The s8 incident T206743: S8 replication issues leading to rows missing during eqiad -> codfw switch (Was: "A few lexemes disappeared") was caused by a replication gap (which is still under investigation).
This gap is hard to detect if replication doesn't get broken (which should have happened, but so far we don't know why it didn't).
There are plans to automatically check tables for data differences as part of T104459: Automate the check and fix of object, schema and data drifts between mediawiki HEAD, production masters and slaves, if we'd have had a process that checks some tables for differences, we could have detected that some tables had differences, and an investigation would have probably started.
The idea is to check some important (but not to big tables) that are likely to have many changes during the day, so we can detect differences.
We could start with the user table on one wiki per section.
This table is concurrent enough but not too big in size that it can be compared in less than an hour for enwiki for example and even if there are schema changes running on that table, they would not be big enough that they can take more than 24h to be completed.

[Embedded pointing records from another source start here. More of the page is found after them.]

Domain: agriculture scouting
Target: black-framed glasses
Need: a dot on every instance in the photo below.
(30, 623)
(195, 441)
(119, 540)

We should use compare.py with non too aggressive options so it can be done automatically and without any risks.
The first approach could be to compare one host per DC, maybe candidate masters of each DC once a day and if there are differences, send an email (the same way we do with the data checks on labs)
Right now there is no inventory where we can automatically detect and select the candidate masters, so the hosts to check should be hardcoded manually (or selected by grepping on db-eqiad.php and db-codfw.php).